Education à la méthode scientifique : l’étayage direct plus efficace

Wu, H. L., Weng, H. L., & She, H. C. (2016). Effects of scaffolds and scientific reasoning ability on web-based scientific inquiry. International Journal of Contemporary Educational Research, 3(1), 12-24. (télécharger)

Note de Lecture de Nicolas Gauvrit

La démarche scientifique est au cœur de ce qu’on regroupe généralement sous le terme d’esprit critique. Les classes de sciences forment donc un terrain tout à fait naturel pour aider à développer l’esprit critique des élèves.

Dans un article tout frais (télécharger), Hui-Ling Wu, Hsiao-Lan Weng et Hsiao-Ching She ont étudié comment certaines variables peuvent influencer l’acquisition des capacités à mettre en œuvre une démarche scientifique. L’article est paru dans une revue en ligne récente qui n’apparaît pas dans les listes de revues “prédatrices” et ne demande pas de frais de publication. La méthodologie utilisée par les auteurs paraît adaptée.

Quelques facteurs importants pour comprendre l’article et ses résultats sont les suivantes :

L’étayage. Dans la théorie de Vygotsky, les élèves sont capables de progresser parce qu’il existe un ensemble de compétences qu’ils ne savent pas mettre en œuvre seuls, mais qu’ils peuvent néanmoins comprendre. Cette zone de progression possible (ZPD pour Zone Proximale de Développement) n’est pas découverte par l’élève spontanément : il a besoin d’être guidé. Ce guidage est ce qu’on appelle l’étayage. Dans l’étude présente, les auteurs comparent un étayage direct, qui consiste à donner des indications claires et explicites à l’élève sur ce qu’il doit faire et un étayage indirect, qui ne fait que fournir des indices.

Les connaissances. Dans le cas qui nous occupe, les connaissances en biologie sont considérées. Le niveau initial de connaissance des élèves joue probablement un rôle dans leur capacité à adopter une démarche scientifique, et c’est une des variables considérées par les auteurs, donc on verra qu’elle est effectivement prépondérante.

Le raisonnement scientifique. Les capacités de raisonnement abstrait sur du matériel scientifique sont mesurées par le test de raisonnement scientifique de Lawson, qui consiste en une série de questions à choix multiples sur du matériel scientifique varié.

Les capacités de démarche scientifique. Elles sont mesurées en 4 points : savoir poser une question, savoir identifier des variables pertinentes, faire une hypothèse, tirer des conclusions.
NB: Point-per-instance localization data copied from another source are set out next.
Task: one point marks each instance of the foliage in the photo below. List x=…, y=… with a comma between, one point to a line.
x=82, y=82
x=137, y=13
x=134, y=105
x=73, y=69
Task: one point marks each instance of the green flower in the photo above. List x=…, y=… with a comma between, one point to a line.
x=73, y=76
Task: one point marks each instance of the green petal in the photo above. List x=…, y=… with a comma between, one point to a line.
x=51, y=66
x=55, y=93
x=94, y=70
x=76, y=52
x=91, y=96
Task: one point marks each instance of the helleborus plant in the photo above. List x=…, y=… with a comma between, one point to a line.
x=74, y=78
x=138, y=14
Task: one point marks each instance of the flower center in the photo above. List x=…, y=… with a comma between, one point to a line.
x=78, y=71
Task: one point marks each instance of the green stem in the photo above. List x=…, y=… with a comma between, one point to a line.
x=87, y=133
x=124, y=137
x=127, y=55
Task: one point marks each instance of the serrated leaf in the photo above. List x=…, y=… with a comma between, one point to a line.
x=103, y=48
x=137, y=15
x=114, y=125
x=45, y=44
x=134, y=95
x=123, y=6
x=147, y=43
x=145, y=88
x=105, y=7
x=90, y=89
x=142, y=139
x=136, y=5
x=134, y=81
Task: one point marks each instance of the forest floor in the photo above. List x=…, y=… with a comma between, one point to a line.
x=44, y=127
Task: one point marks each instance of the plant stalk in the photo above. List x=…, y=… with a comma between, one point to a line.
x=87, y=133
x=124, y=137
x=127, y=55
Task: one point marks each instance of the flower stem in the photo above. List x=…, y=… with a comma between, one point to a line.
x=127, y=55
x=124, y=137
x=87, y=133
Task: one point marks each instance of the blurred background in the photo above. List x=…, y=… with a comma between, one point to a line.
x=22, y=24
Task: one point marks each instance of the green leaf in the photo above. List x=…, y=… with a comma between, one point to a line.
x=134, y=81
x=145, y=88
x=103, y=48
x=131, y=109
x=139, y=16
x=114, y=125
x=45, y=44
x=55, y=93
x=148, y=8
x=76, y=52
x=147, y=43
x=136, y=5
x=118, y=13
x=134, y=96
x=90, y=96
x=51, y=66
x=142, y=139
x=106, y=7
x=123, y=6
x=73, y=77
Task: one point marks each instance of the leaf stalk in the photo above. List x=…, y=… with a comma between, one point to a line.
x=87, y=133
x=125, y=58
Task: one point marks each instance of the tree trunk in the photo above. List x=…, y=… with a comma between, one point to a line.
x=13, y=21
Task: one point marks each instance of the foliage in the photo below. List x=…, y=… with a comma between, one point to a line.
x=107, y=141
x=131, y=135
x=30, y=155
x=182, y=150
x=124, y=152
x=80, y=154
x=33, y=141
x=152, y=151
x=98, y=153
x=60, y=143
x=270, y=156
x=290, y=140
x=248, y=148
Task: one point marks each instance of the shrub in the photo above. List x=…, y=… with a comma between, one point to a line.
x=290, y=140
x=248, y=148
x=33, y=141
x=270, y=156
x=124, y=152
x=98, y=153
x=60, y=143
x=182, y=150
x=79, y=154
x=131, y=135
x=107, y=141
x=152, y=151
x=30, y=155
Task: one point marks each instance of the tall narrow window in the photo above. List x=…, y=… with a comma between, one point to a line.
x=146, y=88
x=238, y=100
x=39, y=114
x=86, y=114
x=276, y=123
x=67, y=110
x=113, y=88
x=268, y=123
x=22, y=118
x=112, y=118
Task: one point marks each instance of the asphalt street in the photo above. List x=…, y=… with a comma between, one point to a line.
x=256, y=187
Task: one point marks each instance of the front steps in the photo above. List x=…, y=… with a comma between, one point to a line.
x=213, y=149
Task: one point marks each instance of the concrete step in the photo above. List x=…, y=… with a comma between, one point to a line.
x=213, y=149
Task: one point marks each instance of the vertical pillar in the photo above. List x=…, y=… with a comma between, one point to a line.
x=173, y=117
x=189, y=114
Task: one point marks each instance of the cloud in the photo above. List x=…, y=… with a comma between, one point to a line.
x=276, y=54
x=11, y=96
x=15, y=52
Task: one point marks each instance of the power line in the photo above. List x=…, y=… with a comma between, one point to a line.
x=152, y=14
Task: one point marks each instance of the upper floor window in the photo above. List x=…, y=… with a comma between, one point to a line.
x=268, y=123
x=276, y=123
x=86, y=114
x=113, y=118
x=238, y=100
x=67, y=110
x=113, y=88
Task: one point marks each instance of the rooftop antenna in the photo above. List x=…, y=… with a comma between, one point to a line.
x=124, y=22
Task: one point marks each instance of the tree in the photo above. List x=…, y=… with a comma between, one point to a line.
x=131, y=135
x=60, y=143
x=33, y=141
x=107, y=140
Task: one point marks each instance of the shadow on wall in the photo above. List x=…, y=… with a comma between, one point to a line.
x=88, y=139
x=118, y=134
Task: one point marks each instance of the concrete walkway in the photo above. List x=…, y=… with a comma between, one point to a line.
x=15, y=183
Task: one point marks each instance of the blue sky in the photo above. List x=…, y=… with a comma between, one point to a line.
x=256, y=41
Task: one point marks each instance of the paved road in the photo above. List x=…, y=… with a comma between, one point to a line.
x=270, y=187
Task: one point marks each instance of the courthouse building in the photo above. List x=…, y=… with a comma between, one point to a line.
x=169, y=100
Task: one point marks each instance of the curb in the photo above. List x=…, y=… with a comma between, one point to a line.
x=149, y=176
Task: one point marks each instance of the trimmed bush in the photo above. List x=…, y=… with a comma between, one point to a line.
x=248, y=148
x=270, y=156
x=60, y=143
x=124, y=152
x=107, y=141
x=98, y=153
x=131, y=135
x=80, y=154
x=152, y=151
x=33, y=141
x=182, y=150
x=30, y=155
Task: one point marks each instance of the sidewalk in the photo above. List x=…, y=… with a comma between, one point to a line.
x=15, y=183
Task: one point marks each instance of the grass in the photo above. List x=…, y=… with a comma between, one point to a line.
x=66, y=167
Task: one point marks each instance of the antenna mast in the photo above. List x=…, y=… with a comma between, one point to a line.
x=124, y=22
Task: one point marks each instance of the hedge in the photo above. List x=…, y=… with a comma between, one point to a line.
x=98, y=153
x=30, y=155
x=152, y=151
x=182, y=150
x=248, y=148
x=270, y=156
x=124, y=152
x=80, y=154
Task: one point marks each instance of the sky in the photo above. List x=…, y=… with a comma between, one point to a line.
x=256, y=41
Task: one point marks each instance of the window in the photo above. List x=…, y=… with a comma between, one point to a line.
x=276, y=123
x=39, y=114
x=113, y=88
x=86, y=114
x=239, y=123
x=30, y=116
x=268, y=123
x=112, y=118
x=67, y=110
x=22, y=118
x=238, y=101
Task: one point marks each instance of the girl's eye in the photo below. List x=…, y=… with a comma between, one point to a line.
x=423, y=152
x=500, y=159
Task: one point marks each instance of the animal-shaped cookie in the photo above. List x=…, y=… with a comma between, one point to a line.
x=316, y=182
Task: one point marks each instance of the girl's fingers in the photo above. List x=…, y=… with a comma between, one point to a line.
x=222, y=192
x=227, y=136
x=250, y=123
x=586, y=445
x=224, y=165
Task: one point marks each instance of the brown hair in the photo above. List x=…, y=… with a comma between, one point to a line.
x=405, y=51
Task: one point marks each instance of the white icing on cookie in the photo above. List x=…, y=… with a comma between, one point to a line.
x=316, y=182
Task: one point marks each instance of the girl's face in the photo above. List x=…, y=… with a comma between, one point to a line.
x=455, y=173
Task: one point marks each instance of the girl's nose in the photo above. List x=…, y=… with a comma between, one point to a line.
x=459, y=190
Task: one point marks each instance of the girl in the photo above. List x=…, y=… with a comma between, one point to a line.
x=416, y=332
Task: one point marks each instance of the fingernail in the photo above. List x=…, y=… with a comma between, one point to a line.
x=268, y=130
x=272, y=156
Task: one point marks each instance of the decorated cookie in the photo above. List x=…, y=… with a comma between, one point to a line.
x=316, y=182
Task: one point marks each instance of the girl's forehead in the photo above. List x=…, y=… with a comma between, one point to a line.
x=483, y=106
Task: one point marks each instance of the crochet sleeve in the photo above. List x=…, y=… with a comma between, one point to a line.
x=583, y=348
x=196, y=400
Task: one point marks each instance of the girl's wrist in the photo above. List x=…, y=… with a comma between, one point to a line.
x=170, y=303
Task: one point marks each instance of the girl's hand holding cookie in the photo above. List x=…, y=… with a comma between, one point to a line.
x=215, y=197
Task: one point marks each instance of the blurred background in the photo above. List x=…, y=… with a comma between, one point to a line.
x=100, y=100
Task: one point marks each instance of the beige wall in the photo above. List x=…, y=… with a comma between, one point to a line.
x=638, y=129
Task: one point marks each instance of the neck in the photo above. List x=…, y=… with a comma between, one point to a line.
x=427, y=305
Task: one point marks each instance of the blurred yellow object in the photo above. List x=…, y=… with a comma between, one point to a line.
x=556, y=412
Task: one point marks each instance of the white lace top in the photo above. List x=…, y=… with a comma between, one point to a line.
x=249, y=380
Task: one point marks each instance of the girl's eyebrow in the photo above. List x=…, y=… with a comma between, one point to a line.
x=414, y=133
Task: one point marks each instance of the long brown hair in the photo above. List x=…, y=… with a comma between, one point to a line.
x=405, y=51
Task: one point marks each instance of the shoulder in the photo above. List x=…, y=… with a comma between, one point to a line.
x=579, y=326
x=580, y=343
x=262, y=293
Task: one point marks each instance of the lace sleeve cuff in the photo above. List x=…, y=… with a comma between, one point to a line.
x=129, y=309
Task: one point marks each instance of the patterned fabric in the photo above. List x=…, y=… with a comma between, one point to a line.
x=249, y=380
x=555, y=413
Comme tout cela est fait dans le cadre de la science, on comprend facilement que la partie “tirer des conclusions” est probablement fortement liée au raisonnement scientifique, et qu’il pourrait y avoir contamination entre les deux dernières variables.

L’étude proprement dite est réalisée sur un échantillon de collégiens (équivalent de 5ème en France, soit 12 ans environ), répartis en 4 groupes en fonction de leur niveau de raisonnement scientifique et du type d’étayage (direct ou indirect, randomisé). Les élèves suivent un cours en ligne sur plusieurs sujets scientifiques, dont la transpiration chez les plantes. Ils sont testés avant l’intervention, juste après l’intervention, et à nouveau 3 mois plus tard. Les analyses statistiques utilisées semblent correctes, même s’il y sans doute trop de tests.

Résultats de l’étude :

  • Les connaissances ont un effet très important, que l’on contrôle dans la suite. Autrement dit : les deux points qui suivent s’entendent “à niveau de connaissances égal”.
  • La capacité de raisonnement scientifique est alors le meilleur prédicteur de réussite au test de démarche scientifique.
  • L’étayage direct est plus efficace que l’indirect, surtout pour le groupe des bons en raisonnement. Nénamoins, l’effet de cette variable est faible.